Eddie Mae HolmesI met the incomparable Eddie Mae Holmes, a barber in Richmond, California, through my friend Silver Rose. So I followed right up on her email suggestion to get in touch with a psychotherapist-turned-filmmaker named Laurie Schur. Schur is at work on a documentary called “The Beauty of Aging” about women 80 and up who’ve aged well.  Schur’s engaging short, “Greedy for Life,” highlights two of them.

Lavada Campbell and Shirley Windward are indeed beautiful, but I like the title “Greedy for Life” better than the anodyne “Beauty of Aging.” It strikes at the heart of the matter: that great old age and enormous appetite can and do coexist. The variable is personality, not age or circumstance.  Our preconceptions about what makes another person’s life worth living are deeply subjective and deeply held, though often deeply flawed — a seductive point of view dubbed “the psychologist’s fallacy” by William James in the 19th century.

Curious about what we might have in common, I asked Schur what had drawn her to this subject. After working on a PBS series about centenarians, she’d been struck by a newspaper article about a woman in her late 80’s who’d decided to do stand-up comedy in LA.  “My initial intention was to do a film about outrageous older people,” Schur explained over the phone from Los Angeles. But the project kept shifting as it came into focus. Her mother, who’d died, unhappy, at 64, kept coming to mind. Pushing 60 herself, Schur began telling people that “I was looking for women who are living not only longer but better and happier lives than my mother. I don’t think I was conscious of it initially.” She initially planned to film women aged 60 and up, “but all my referrals were for people 80 and over. So I switched. I think I’m meant to do a film on the next age: 80, 90, 100.”  

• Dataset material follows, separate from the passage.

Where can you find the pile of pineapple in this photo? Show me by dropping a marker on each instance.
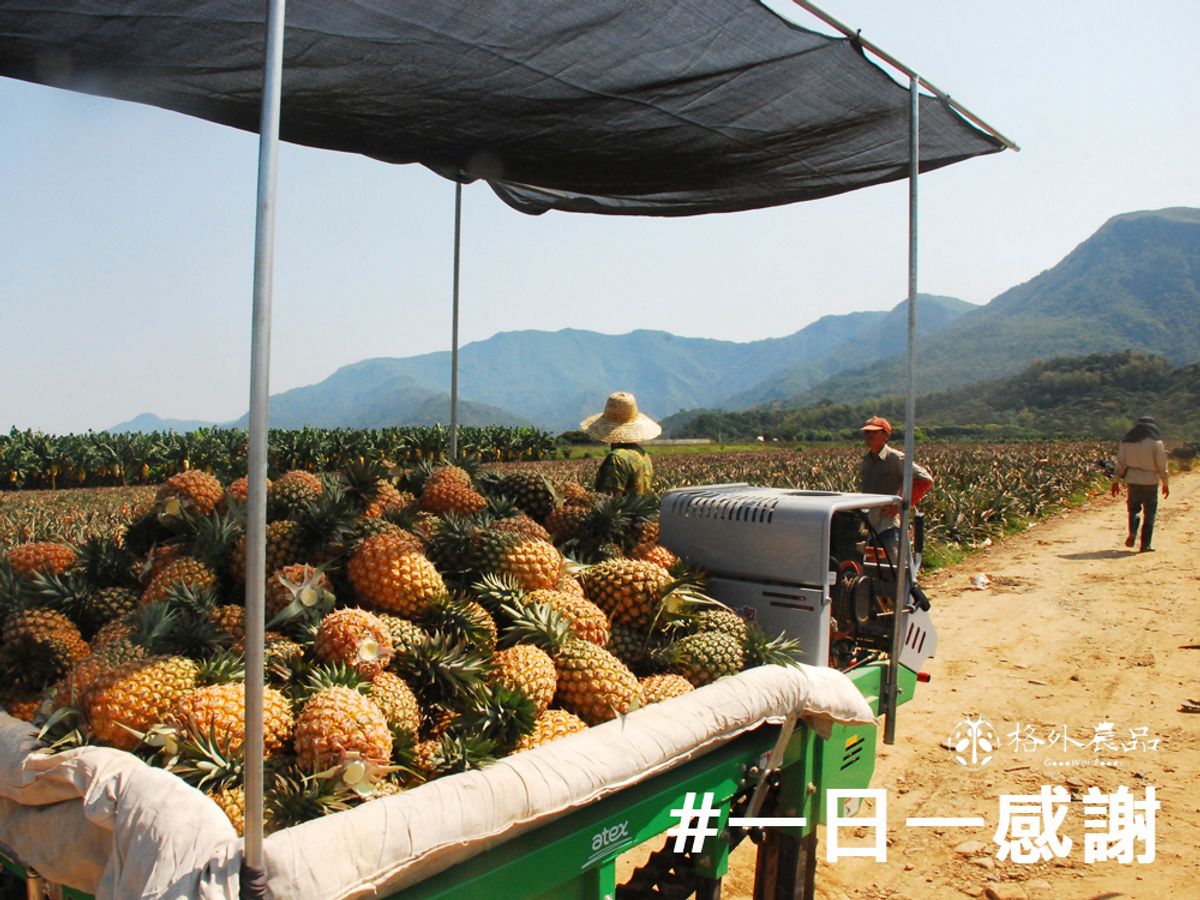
(419, 623)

I was expecting parallels to my own quest, but not such distinct ones. I suspect that “outrageous older people” was Schur’s non-threatening passport into the scary territory of old age, the way “older people who work” was mine. My mother was terrified of immobility and old age, and I’m very conscious of wanting to do it differently. Like me, Schur had no idea how compelling her subject would become, saying, “It kind of crept up on me.”  And she, too, is realizing that the central story is her own.  In her latest newsletter, she writes, “I am making a new trailer for the film that will reflect the new direction of the story to include my personal journey to find these wonderful women and the lessons they have to teach about aging well.”